田上市長に行動を求めるピシオットさん(中央)=米ワシントン、ホワイトハウス前

一歩 政治動かせると信じて

首都・ワシントンの空港売店は観光客らを当て込んだ「オバマグッズ」であふれていた。「これもどお?」。路上販売の店で雨傘を買い求める記者に、店の女性が薦めたTシャツは、オバマ米大統領の顔が大きくプリントされていた。

「『オバマジョリティー』という言葉を広めよう」-。来年の核拡散防止条約(NPT)再検討会議に向けた準備委員会に合わせ、非政府組織(NGO)「平和市長会議」の代表として長崎市長の田上富久とともに訪米した広島市長の秋葉忠利は、ユーモアを交えたこんな言葉で米政府高官や米連邦議会議員らとの「外交」を続けた。核廃絶に向けて共に行動しようとの思いを込め、大統領の名前と英語で多数派を意味する「マジョリティー」とを掛け合わせた造語だ。

オバマ大統領が四月にプラハで演説した核廃絶構想への賛意が各国から相次いだ今回の準備委。「これが世界の多数派の声なんだということを多くの人に知ってもらいたい。(外交活動への)反応は良かった。来年のNPT再検討会議に向けて、もっと大きなエネルギーが集まると思う」。訪米を総括する秋葉の表情はにこやかだった。

もっとも今回、ブッシュ前政権を支えた共和党議員らとの接触の機会はなかった。米国では「原爆投下が多くの米国人の命を救った」との歴史観が根強い。オバマ政権が目指す包括的核実験禁止条約(CTBT)の批准も一九九九年、共和党の反対で否決された経緯がある。「核なき世界」への正念場はこれからだ。「核廃絶には(政府間交渉だけでなく)都市やNGO、市民の役割も重要だ」。オバマ政権で核政策の中核を担うエリオット・カン国務次官補代理は、田上らにこう言って国際世論喚起の後押しを求めた。

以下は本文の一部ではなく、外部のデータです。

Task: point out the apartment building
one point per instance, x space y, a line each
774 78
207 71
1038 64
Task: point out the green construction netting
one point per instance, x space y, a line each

ワシントンのホワイトハウス前。八一年から二十八年間、反核を訴え二十四時間の座り込みを続けている米国人女性がいる。スペイン出身のコンセプション・ピシオット。顔のしわが歳月を物語る。

テントと立て看板に気付き、足を運んだ田上にピシオットは求めた。「私はここを通る人に『頭の中で考えるだけでなく、行動して』と呼び掛けている。市長も核廃絶を実行に移そうと、もっと訴えてください。ノーモア・ナガサキです」。オバマの指導力に頼るだけでは「核なき世界」は実現できない、そう語るピシオットに田上は力強くうなずいた。

田上や被爆者らが帰国後の十五日、準備委は核軍縮への議論を前進させて閉幕した。「人間の運命は、私たち自ら切り開くもの」。共に一歩を踏み出そうと訴えたオバマのプラハ演説に背中を押され、初めて訪米した被爆者の城臺(じょうだい)美彌子(69)は振り返る。「オバマさんを支援しようという国がたくさんあることを確認し、光を感じた訪米だった。力ある限り、子どもたちへの被爆講話を続けて希望の光を広げたい」。手元の手帳は証言活動のスケジュールでいっぱいだ。自分たちの一歩が、大きな世論となって政治を動かす。城臺はそう信じている。